Across the ranking (left to right) for “Work important and feel accomplishment”, there is a consistent downtrend for all three socioeconomic groups.
library(vcd)
# Create the mosaic plot
mosaicplot(table(ready_data$sei_cat, ready_data$jobmeans),
main = "Mosaic Plot: jobmeans vs. sei_cat",
xlab = "sei_cat", ylab = "jobmeans")Does the belief in the importance of work (jobmeans) vary depending on socioeconomic status (sei)?
We assume:
‘sei’ is explanatory
‘jobmeans’ is response
H0: ‘sei’ and ‘jobmeans’ are independent. Belief in the importance of work does not vary by socioeconomic status.

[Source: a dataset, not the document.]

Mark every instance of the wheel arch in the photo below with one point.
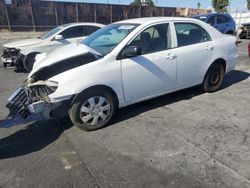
(220, 61)
(99, 87)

Ha: ‘sei’ and ‘jobmeans’ are dependent. Belief in the importance of work does vary by socioeconomic status.
Conditions for the chi-square test:
Independence: Each observation in the data set represents a single, unique adult, and GSS is an equal- probability multi-stage cluster sample of housing units for the entire United States. Thus, sampled observations are independent
Sample size: Each particular scenario (i.e. cell) must have at least 5 expected cases. This is true.
Perform chi-square test of independence using the theoretical method.
chisq_result <- chisq.test(x = ready_data$sei_cat, y = ready_data$jobmeans)
chisq_result##
## Pearson's Chi-squared test
##
## data: ready_data$sei_cat and ready_data$jobmeans
## X-squared = 341.67, df = 8, p-value < 2.2e-16
Since p-value is very small (p-value < 2.2e-16), we reject H0 and conclude there is convincing evidence that belief in the importance of work does vary by socioeconomic status.
The effect size and the power are calculated for the completed hypothesis test:
# report effect size and power of test
# A contingency table with observed frequencies
observed <- table(ready_data$jobmeans, ready_data$sei_cat)
# # Calculate the effect size using Cramer's V formula
library(DescTools)
effect_size <- CramerV(observed)
# can also possibly use ES.w2 to calculate effect size
# Compute power of test or determine parameters to obtain target power (same as power.anova.test).
library(pwr)
pwr.chisq.test(w = effect_size, df = 8, sig.level = .05, N = nrow(ready_data))##
## Chi squared power calculation
##
## w = 0.05471671
## N = 57061
## df = 8
## sig.level = 0.05
## power = 1
##
## NOTE: N is the number of observations
Note:
Effect size is typically used to quantify the size of an effect or the degree of association between variables.
Cramer’s V of approximately .055 indicates a small effect size (0.1 small, 0.3 medium, 0.5 large), suggesting a weak association between the ‘sei’ and ‘jobmeans’ variables.
Power is the probability of correctly rejecting a false null hypothesis in a statistical hypothesis test. It is the ability of a statistical test to detect a true effect or relationship if it exists.
Power of 1 indicates that this test has no problem correctly detecting an effect or difference.